That a paper co-authored with two undergraduates from a small, public, undergraduate liberal arts institution like the University of Minnesota, Morris, could win an award like this at an international science conference is just too damn cool. Well done to both Brian and Tyler!
In the hectic melee of the conference, most folks don’t have time to do anything more than skim the nominated papers, and usually not even that. This makes the talks a crucial part of an award like this, as much of the voting is based on them. Tyler (pictured above at Castel dell’Ovo in Naples) was a huge help in that regard. He flew over to the UK several days early so we could work on our talk, giving us the time we needed to revise and practice. He also produced a super cool little six page comic with a nifty introduction to our work that the audience could follow along with. We did a joint presentation, each covering about half the paper. Our talk was well received, and Tyler’s comic was incredibly (and deservedly) popular, and there’s no doubt that his participation was a huge help.
(And all this is on top of Brian and Tyler’s hard work and contributions on the paper itself. Obviously without that content we never would have had the paper accepted or nominated in the first place. So they both deserve huge kudos for that as well.)
Friday morning our paper was voted Best Paper by the conference attendees, and we were presented with a certificate, a box of Italian lemon cookies, and a box of Irish chocolates. All the Best Paper winners from the various EvoStar conferences and workshops also got to choose a free book from the Springer table. Tyler got a really cool book enitled Leonardo’s Lost Robots, and I got The forgotten revolution: How science was born in 300 BC and why it had to be reborn. (It was all terribly liberal arts of us – pretty much everyone else took evolutionary computation/artificial intelligence books of one form or another.)

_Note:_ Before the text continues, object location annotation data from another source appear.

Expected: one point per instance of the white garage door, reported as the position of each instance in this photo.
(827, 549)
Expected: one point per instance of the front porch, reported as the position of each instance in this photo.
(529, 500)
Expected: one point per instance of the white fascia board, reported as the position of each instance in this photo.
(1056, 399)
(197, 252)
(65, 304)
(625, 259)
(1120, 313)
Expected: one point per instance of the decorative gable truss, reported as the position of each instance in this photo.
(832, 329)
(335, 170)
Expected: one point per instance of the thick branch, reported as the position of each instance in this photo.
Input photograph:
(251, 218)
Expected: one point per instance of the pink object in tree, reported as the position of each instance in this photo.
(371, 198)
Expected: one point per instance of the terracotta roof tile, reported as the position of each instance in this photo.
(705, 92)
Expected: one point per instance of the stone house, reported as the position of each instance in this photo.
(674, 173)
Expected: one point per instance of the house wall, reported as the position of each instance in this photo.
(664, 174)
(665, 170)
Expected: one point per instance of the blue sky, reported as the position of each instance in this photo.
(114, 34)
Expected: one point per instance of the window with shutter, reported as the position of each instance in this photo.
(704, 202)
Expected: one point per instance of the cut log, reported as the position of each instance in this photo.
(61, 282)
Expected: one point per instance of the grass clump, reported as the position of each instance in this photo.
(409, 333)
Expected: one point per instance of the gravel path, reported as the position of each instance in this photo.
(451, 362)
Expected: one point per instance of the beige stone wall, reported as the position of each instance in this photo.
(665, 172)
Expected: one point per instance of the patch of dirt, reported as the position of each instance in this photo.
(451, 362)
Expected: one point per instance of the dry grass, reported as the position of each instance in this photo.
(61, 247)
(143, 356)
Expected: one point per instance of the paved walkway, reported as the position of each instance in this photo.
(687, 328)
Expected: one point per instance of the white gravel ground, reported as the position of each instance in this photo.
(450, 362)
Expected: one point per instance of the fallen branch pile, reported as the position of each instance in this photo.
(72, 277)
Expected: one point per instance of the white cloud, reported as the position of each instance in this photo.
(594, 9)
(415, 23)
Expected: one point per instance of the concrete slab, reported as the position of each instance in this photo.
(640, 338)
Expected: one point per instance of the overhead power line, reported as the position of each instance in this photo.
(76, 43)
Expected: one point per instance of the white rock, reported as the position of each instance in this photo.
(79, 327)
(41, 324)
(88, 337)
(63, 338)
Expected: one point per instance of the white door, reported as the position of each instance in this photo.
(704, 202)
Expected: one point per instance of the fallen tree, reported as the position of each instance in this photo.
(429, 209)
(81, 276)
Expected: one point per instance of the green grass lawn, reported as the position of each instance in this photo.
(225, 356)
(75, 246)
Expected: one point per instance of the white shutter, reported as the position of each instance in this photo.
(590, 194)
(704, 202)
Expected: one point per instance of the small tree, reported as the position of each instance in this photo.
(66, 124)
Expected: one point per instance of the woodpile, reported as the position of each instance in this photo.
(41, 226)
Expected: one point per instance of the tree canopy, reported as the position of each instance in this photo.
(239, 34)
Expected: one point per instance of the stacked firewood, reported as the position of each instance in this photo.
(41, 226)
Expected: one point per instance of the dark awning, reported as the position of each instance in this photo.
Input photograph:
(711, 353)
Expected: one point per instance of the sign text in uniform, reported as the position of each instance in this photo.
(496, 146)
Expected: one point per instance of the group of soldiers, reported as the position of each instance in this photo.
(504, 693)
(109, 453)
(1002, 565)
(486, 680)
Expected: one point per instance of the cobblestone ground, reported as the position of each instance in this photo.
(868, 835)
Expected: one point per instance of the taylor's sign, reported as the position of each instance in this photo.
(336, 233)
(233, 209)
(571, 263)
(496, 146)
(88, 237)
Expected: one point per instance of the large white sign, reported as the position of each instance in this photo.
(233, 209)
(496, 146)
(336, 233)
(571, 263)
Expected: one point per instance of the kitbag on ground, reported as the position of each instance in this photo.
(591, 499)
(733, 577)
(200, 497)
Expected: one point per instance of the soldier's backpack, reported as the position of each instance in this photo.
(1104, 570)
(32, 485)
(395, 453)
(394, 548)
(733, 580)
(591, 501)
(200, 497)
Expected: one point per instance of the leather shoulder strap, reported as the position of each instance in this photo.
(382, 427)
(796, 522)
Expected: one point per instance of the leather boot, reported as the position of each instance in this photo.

Tyler upheld a fine tradition of our students making UMM look really good at conferences like this. From his deportment and grasp of the material, most people assumed he was a graduate student, despite the fact that the looks like he’s about 16 :-). He’s currently doing contract work as a web developer and designer, but is seriously interested in going to graduate school in the near future, and he definitely impressed the folks at the conference. I’ve been really lucky to work (and co-publish) with a string of great UMM students, and am looking forward to continue that with a very sharp student named Sara Lahr when we get back.
The trick for me (sometimes) is remembering just how good our students can be. The room we spoke in was this grand space of inlaid wood and marble that was quite a surprise in several ways. This was made worse by the fact that we were in the first session, so we had very little time to adjust and adapt. I was worried about running long (we had a lot of material to cover), and started to lose my nerve about having Tyler wandering around the room at the beginning handing out the comic. Tyler was really calm and collected about it, though, talked me down, and everything did in fact go really smoothly. The moral? Handouts are Good, really cool comics handous are Even Better, and I need to remember to listen to my students :-).
Thanks a ton to Brian and Tyler and all the people and offices at UMM that supported our work, and everyone who voted for our paper at EuroGP! Special thanks also to Riccardo Poli for hosting me on this sabbatical at the University of Essex. I’ve gotten a ton of cool work done here with Riccardo, including “A linear estimation of distribution GP system” at EuroGP, which was also nominated for Best Paper (and which I suspect was also strongly in the running).